Protests, comments, and calls are a good response to this. People trash these things because they do not directly force the desired response, this is short-sighted. It's true that, as we've seen with the open comment bank, these folks will put themselves in denial to do what they want.
However, it is equally true that the members of government are more or less aware of people power. Everybody in the government is constantly maneuvering on one another all the time. They are the boats on the ocean of constituents. They mostly have power to move as they wish, but the constituency is more powerful than them when it takes unified action. Politicians want to take advantage of those currents when they can and avoid them when it looks like they're about to get sunk.
Visible signs of "DO NOT WANT" are what are needed because they can be persuasive.
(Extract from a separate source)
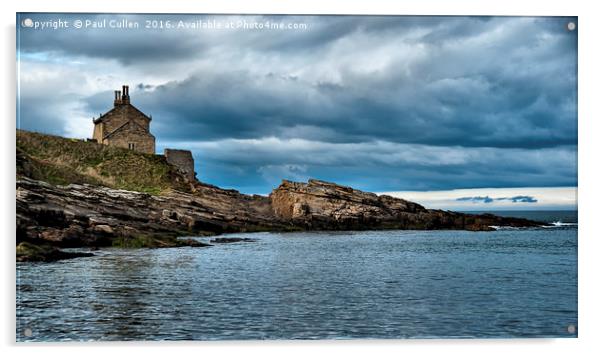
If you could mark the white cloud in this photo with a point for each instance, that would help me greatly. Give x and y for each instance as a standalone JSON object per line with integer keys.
{"x": 547, "y": 198}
More idealistic members of government (and there are some, I continue to believe) want to do what's right for America and can be persuaded by this, in much the same way that they can be persuaded by lobbyists belonging to the ISPs. If only one of those groups are talking, the winner is pre-ordained.
The probable majority of pragmatic and power-obsessed members of government can also be persuaded by this method. Any politician who can survive on the national level is without question aware of the sudden dangers that can arise over specific points of controversy. Anything that looks to them like it could end with "decided to spend more time with his family" is registered and responded to before it can reach that level.
Ironically, the much-criticized corpulent party system can work in our favor here, because it ties all the Republicans together. Even complaining outside of the more-ineffable executive branch can have an effect because it can convince the rest of the party to be all like "Uh, Donny, this is looking pretty bad, could you maybe, y'know...."
Yes, none of this is a guarantee. No, that doesn't actually matter for the conclusion of what you should do. Fucking protest. This is literally the "I can't ask her out because she could say no" of politics.